They sometimes turn to us in the analytics group to give them data about how real users that fit these personas use the website. For example, how frequently to they log in and use certain features.
That would be easy to answer if we had each user labeled in the database with their corresponding persona. But we don't. It's their behavior that helps define their persona.
So the question is: how can we categorize real life users according to these personas using just our web log data?
We have been kicking this one around for awhile with little success.
We know that users wear multiple hats sometimes and so their behavior overlaps. We also have some data with hints about users such as their job title. But that data has turned out to be unreliable and incomplete. Titles don't always match real behavior.
I decided to approach the task as a machine learning classification problem. I would try to build a set of training data and build a model that could predict the proper classification.
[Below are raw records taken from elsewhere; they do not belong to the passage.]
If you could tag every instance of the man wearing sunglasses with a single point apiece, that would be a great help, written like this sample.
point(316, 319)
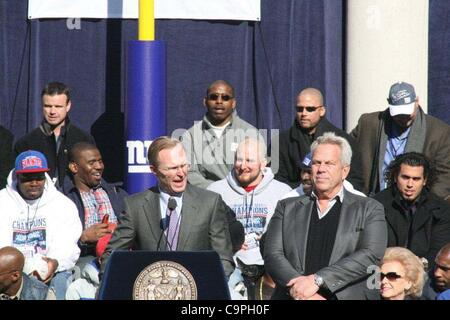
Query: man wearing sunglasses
point(416, 218)
point(310, 122)
point(212, 142)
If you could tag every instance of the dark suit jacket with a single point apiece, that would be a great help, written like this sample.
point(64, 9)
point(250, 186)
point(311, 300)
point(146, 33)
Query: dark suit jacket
point(360, 242)
point(372, 144)
point(431, 225)
point(204, 225)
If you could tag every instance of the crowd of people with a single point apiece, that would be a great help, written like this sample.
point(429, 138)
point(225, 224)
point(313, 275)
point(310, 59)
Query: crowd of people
point(360, 215)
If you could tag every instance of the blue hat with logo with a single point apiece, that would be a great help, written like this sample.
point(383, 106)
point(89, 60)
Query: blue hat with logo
point(445, 295)
point(31, 161)
point(402, 99)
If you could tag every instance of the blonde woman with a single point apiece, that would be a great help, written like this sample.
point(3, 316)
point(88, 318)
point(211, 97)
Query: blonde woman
point(402, 275)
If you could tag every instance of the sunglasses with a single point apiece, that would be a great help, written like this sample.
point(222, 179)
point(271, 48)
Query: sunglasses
point(309, 108)
point(215, 96)
point(391, 276)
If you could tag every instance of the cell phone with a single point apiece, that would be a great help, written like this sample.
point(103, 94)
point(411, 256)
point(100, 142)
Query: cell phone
point(105, 218)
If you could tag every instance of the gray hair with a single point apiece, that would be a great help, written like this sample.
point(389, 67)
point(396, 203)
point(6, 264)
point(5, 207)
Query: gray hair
point(342, 143)
point(413, 266)
point(259, 142)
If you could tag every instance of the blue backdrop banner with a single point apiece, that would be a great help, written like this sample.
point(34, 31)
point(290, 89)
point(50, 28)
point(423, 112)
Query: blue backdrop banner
point(145, 115)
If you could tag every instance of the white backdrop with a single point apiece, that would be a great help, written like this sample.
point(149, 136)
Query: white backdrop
point(129, 9)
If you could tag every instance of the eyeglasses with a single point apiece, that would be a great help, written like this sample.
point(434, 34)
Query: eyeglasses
point(7, 272)
point(174, 169)
point(308, 108)
point(391, 276)
point(215, 96)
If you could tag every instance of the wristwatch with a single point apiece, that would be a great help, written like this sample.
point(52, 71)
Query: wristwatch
point(318, 280)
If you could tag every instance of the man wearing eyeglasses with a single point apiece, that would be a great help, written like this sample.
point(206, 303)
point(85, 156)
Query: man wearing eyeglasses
point(40, 221)
point(310, 122)
point(174, 216)
point(16, 285)
point(212, 142)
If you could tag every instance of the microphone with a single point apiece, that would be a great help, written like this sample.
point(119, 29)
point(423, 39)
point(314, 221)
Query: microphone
point(165, 222)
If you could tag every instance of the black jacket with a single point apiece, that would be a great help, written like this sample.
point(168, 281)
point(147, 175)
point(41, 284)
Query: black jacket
point(42, 139)
point(430, 228)
point(116, 196)
point(6, 157)
point(295, 145)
After trying and failing to get a list of human-classified examples to train the model, I built a quick scoring system to find clear examples of prototype persona usage.
Example:
- Persona A
- Does more than average of task X (1 points)
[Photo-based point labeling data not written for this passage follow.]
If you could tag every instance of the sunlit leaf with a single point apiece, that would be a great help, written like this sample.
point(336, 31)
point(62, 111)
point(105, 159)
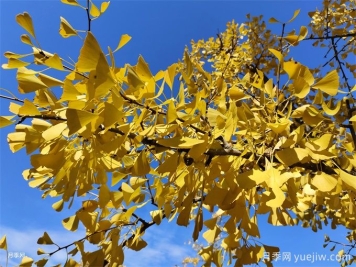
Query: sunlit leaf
point(14, 63)
point(70, 2)
point(94, 10)
point(324, 182)
point(5, 121)
point(25, 21)
point(169, 75)
point(329, 83)
point(28, 82)
point(26, 262)
point(71, 223)
point(65, 29)
point(58, 206)
point(294, 15)
point(104, 6)
point(3, 244)
point(77, 119)
point(28, 109)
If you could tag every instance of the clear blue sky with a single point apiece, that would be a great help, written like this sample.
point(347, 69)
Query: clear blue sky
point(160, 30)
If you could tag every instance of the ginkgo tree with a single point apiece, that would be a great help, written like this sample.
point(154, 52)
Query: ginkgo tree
point(251, 131)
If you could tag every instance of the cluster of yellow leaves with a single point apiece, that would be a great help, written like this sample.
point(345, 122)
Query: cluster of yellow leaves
point(230, 137)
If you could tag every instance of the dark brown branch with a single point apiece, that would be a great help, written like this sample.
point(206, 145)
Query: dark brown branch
point(330, 37)
point(350, 113)
point(86, 237)
point(88, 15)
point(11, 98)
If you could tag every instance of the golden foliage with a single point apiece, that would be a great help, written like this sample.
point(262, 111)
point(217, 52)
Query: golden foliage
point(233, 141)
- Does less than average of task Y (2 points)
- Has title Business Manager (2 points)
- Persona B
- Does more than average of task Y (2 points)
- Does less than average of task Z (1 point)
- Has title Accountant (2 points)
- Has title Clerk (1 point)
Then I had to pick a classification model.
Azure currently provides a number of models. I am still learning the strengths and weaknesses of each but this is what I understand from the most common:
- Multiclass Logistic Regression
- Best when your features are mainly numeric and have a linear or simple exponential relationship to one another
- Approaches estimating the right answer using algebraic formulas
- This type of model can be trained continuously one new example at a time
- Multiclass Decision Forest
- Best when many of your features are categorical rather than numeric
- Approaches estimating the right answer using a twenty questions type scheme
- Multiclass Neural Network
- Similar to logistic regression except it allows multiple layers and combinations of formulas
Although some models to work noticeably better than others in certain cases, the training data has the greatest impact on the quality of the predictions.
If your training data doesn't contain any real patterns that can be used to make good predictions, then good predictions just simply cannot be made.